Could you drive a 15 or 20 year old Mercedes-Benz as a daily driver? Absolutely, I know a lot of people who do, but it’s more comon to have such a car as a fun seasonal car, something for the weekends or the Summer. The price of admission can be minimal, but there are some key things to look for when considering a vehicle of this age for regular daily use. Past maintenance is key. It’s very important that the car has been maintained regularly. In fact, I would argue that a regulalry maintained, driven and used car with 100,000 miles on it is a better car to buy than an example of the same model that “has super low miles, in dry storage for the past 7 years”.

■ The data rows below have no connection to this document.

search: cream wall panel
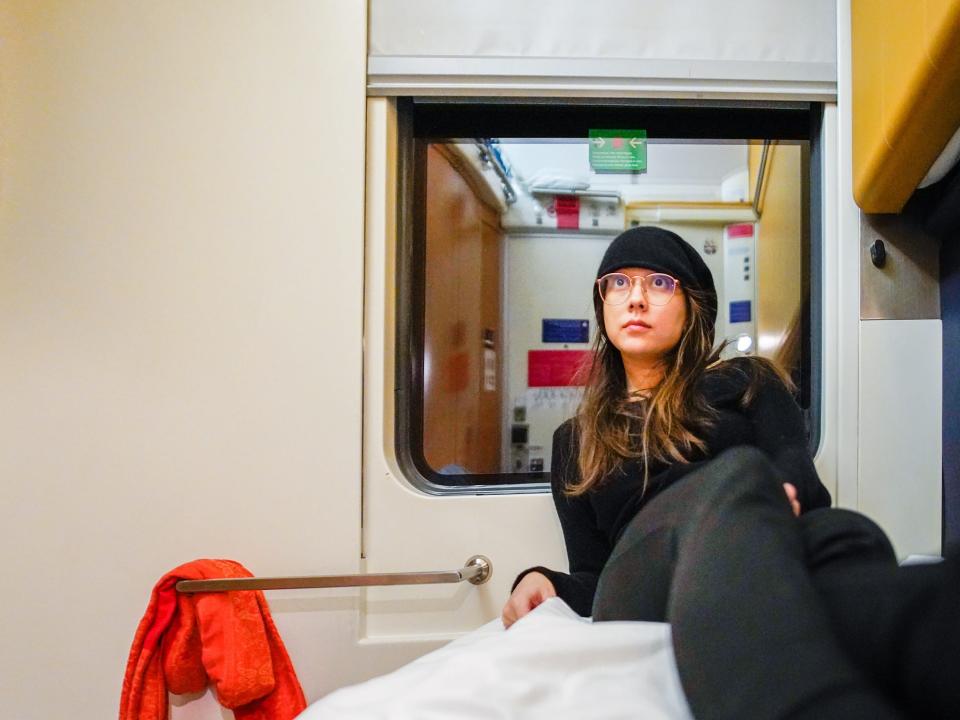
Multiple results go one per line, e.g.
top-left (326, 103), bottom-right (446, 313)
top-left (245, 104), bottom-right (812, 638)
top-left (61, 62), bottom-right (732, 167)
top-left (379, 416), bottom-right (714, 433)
top-left (362, 99), bottom-right (567, 638)
top-left (504, 232), bottom-right (610, 470)
top-left (858, 320), bottom-right (942, 557)
top-left (828, 0), bottom-right (861, 509)
top-left (0, 2), bottom-right (377, 718)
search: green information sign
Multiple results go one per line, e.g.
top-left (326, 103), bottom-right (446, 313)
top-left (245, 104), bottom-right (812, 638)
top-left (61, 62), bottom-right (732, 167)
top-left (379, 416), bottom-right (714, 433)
top-left (589, 129), bottom-right (647, 173)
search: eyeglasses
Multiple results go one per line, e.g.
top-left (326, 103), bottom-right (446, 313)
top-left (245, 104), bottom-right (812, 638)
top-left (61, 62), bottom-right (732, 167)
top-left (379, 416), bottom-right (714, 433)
top-left (597, 272), bottom-right (680, 306)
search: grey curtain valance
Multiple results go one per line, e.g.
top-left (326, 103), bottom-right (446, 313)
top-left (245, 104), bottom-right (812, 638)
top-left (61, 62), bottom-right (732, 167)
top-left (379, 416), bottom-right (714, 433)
top-left (368, 0), bottom-right (837, 100)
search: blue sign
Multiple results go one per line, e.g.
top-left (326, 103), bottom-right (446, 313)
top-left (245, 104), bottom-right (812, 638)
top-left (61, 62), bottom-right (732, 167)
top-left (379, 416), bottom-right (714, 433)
top-left (729, 300), bottom-right (752, 324)
top-left (542, 319), bottom-right (590, 343)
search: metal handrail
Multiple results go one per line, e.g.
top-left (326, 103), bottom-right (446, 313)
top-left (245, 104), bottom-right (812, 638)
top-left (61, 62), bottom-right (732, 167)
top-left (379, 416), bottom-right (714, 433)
top-left (752, 139), bottom-right (772, 218)
top-left (474, 140), bottom-right (517, 205)
top-left (175, 555), bottom-right (492, 593)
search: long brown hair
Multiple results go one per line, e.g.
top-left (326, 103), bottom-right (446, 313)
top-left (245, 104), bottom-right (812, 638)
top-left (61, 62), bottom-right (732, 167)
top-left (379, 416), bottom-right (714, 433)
top-left (567, 283), bottom-right (792, 497)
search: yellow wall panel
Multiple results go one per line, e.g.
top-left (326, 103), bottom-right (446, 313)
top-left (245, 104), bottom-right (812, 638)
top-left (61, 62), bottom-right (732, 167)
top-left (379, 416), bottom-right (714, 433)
top-left (756, 145), bottom-right (803, 368)
top-left (852, 0), bottom-right (960, 212)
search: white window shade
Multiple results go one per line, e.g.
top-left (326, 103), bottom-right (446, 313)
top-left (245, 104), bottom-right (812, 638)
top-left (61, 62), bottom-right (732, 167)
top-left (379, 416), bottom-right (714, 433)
top-left (368, 0), bottom-right (837, 100)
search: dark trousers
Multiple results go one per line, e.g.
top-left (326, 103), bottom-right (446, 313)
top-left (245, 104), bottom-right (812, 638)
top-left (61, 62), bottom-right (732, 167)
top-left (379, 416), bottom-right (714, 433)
top-left (592, 446), bottom-right (959, 720)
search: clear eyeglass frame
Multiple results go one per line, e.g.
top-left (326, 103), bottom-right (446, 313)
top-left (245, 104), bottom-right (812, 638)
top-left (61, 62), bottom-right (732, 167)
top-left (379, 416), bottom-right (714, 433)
top-left (597, 271), bottom-right (681, 306)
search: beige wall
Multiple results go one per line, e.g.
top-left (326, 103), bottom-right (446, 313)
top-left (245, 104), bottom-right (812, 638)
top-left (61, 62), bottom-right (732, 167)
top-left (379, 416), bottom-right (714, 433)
top-left (0, 2), bottom-right (378, 717)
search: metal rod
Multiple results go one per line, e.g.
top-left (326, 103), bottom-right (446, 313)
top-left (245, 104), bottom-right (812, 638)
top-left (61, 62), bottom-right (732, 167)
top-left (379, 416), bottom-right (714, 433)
top-left (752, 139), bottom-right (772, 218)
top-left (529, 188), bottom-right (621, 199)
top-left (176, 555), bottom-right (492, 593)
top-left (474, 140), bottom-right (517, 205)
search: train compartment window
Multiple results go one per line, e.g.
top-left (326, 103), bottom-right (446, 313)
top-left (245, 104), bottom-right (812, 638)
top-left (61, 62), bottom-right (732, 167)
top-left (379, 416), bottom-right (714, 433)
top-left (395, 100), bottom-right (822, 493)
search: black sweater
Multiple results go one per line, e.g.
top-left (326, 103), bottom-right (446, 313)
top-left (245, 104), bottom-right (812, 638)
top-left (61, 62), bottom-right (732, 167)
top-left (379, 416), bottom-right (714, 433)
top-left (514, 358), bottom-right (832, 617)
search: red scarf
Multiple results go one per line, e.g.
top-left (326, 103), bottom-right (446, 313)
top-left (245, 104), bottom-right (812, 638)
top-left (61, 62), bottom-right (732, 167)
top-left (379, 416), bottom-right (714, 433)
top-left (120, 559), bottom-right (306, 720)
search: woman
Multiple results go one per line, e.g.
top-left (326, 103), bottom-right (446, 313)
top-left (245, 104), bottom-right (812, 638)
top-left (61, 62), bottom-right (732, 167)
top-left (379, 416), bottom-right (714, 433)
top-left (501, 226), bottom-right (958, 720)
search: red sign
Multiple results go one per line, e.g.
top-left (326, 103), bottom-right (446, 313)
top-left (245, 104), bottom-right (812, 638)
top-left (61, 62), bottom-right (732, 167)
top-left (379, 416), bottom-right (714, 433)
top-left (528, 350), bottom-right (593, 387)
top-left (555, 195), bottom-right (580, 230)
top-left (727, 223), bottom-right (754, 239)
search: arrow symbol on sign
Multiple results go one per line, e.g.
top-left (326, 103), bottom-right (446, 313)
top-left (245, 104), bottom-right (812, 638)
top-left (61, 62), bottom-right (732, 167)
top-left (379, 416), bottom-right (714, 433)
top-left (629, 137), bottom-right (643, 148)
top-left (591, 137), bottom-right (606, 148)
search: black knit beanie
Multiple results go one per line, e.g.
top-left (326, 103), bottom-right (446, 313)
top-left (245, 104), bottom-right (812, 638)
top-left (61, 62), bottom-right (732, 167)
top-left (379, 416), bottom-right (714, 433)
top-left (597, 226), bottom-right (718, 328)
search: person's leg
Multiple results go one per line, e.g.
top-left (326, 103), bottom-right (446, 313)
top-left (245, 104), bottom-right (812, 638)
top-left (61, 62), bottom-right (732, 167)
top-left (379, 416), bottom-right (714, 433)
top-left (802, 512), bottom-right (960, 718)
top-left (593, 446), bottom-right (902, 720)
top-left (885, 555), bottom-right (960, 719)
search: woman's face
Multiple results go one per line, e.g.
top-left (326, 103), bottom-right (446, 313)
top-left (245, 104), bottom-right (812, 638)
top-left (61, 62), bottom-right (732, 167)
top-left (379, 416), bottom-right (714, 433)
top-left (601, 266), bottom-right (687, 364)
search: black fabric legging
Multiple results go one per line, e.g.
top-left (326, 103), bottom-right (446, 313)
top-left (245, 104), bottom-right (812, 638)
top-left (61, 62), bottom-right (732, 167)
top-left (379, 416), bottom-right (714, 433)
top-left (592, 446), bottom-right (959, 720)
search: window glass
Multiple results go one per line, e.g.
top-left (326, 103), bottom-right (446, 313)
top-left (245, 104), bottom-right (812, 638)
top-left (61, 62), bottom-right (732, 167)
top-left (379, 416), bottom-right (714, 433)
top-left (398, 103), bottom-right (817, 491)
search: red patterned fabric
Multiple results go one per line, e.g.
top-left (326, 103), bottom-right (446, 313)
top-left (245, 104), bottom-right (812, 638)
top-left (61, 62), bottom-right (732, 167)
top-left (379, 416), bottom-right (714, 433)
top-left (119, 559), bottom-right (307, 720)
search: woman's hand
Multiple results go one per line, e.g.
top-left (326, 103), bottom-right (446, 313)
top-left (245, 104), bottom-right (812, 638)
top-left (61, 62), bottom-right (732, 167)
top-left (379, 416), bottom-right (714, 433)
top-left (501, 571), bottom-right (557, 629)
top-left (783, 483), bottom-right (801, 517)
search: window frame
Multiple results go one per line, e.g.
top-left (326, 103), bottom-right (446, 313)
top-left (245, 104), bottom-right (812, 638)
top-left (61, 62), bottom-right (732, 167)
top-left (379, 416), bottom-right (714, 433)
top-left (394, 97), bottom-right (824, 495)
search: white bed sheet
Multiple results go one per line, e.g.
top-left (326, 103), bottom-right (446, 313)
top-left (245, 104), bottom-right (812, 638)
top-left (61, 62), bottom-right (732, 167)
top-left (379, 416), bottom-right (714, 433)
top-left (298, 597), bottom-right (693, 720)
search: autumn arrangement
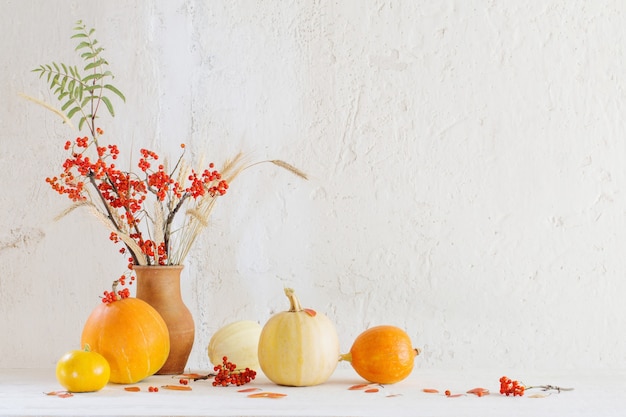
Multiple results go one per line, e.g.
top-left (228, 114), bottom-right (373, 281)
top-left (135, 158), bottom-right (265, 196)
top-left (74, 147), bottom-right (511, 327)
top-left (32, 21), bottom-right (305, 274)
top-left (31, 21), bottom-right (573, 403)
top-left (28, 20), bottom-right (306, 380)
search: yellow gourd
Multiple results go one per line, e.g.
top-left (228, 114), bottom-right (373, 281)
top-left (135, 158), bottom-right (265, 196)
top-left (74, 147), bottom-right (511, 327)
top-left (208, 320), bottom-right (262, 370)
top-left (258, 288), bottom-right (339, 386)
top-left (55, 345), bottom-right (110, 392)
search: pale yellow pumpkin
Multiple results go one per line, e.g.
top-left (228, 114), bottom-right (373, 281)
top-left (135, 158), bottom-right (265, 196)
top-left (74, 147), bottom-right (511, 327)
top-left (258, 288), bottom-right (339, 386)
top-left (208, 320), bottom-right (262, 371)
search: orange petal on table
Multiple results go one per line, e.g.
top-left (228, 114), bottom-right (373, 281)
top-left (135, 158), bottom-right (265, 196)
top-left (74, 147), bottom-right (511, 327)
top-left (44, 390), bottom-right (73, 397)
top-left (264, 393), bottom-right (287, 399)
top-left (247, 392), bottom-right (287, 398)
top-left (348, 384), bottom-right (370, 390)
top-left (161, 385), bottom-right (192, 391)
top-left (124, 386), bottom-right (141, 392)
top-left (467, 388), bottom-right (490, 396)
top-left (238, 387), bottom-right (262, 393)
top-left (304, 308), bottom-right (317, 317)
top-left (177, 373), bottom-right (203, 379)
top-left (422, 388), bottom-right (440, 393)
top-left (364, 388), bottom-right (379, 393)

My mind wanders to the R107 model Mercedes-Benz SL roadsters built between 1972 and 1989. These are great roadsters that have acheived iconic status in the modern car culture. Hundreds of thousands of these SLs were built, they had an incredibly long production run, there are good example available for under $10,000. Of course you can find them advertised for two or three times that price, but I’ve found that most of these cars, in today’s market, are gorssly overpriced. I see the same classifieds languishing for weeks and months until a disgruntled seller slowly begins to lower the price of their car until someone buys it. A lot of them are simply taken off the market without selling because many owners of these cars who bought them originally and go to sell them don’t really need the money, if they can’t get what they think they should fo the car they’ll just keep it in the garage at their vacation home. They were expensive cars when new, generally reserved with those of significant means.
Mercedes-Benz, as a company, is trying to bridge the gap between their new car sales and the work of their classics centers in Germany and in the U.S., in Irvine, California by introducing the “Mercedes-Benz Young Classics”. They’ve actually put together a pilot project at the Classic Center in Germany that restores and sells cars built from the 1970s through the early 1990s.
According to Mercedes-Benz “there is a growing number of these Mercedes-Benz model that have gained cult standing, especially in the US and Europe. Due to the limited supply of well maintained cars and the demand for originality, prices of these classics have soared skyward, including the young classics. Daimler is bridging the gap between newer vehicle sales and the highly specialized vintage car business of the Mercedes-Benz Center in both the US and Germany through the ‘Mercedes Benz Young Classics’. As its lead project in the Mercedes-Benz Museum in Stuttgart, Daimler has started its first ‘Mercedes-Benz Young Classics Store.’ In this store, where models from 1970 and onward are offered in a first-class condition, buyers can purchase, lease, insure and also finance available young classics.”
So, while the prices of many of these cars are currently very low, and many people see them as ‘just used cars’, with the establishment of the “Mercedes-Benz Young Classics” will demand for these cars be reignighted? Will values slowly creep up as people become more aware of the value they represent and decide to put one in thier garage? It’s tough to say, but if you look back to the past as the best indicator of the future you’d think the best examples of many modern Mercedes-Benz vehicles that survive will always be sought after, cheap or expensive.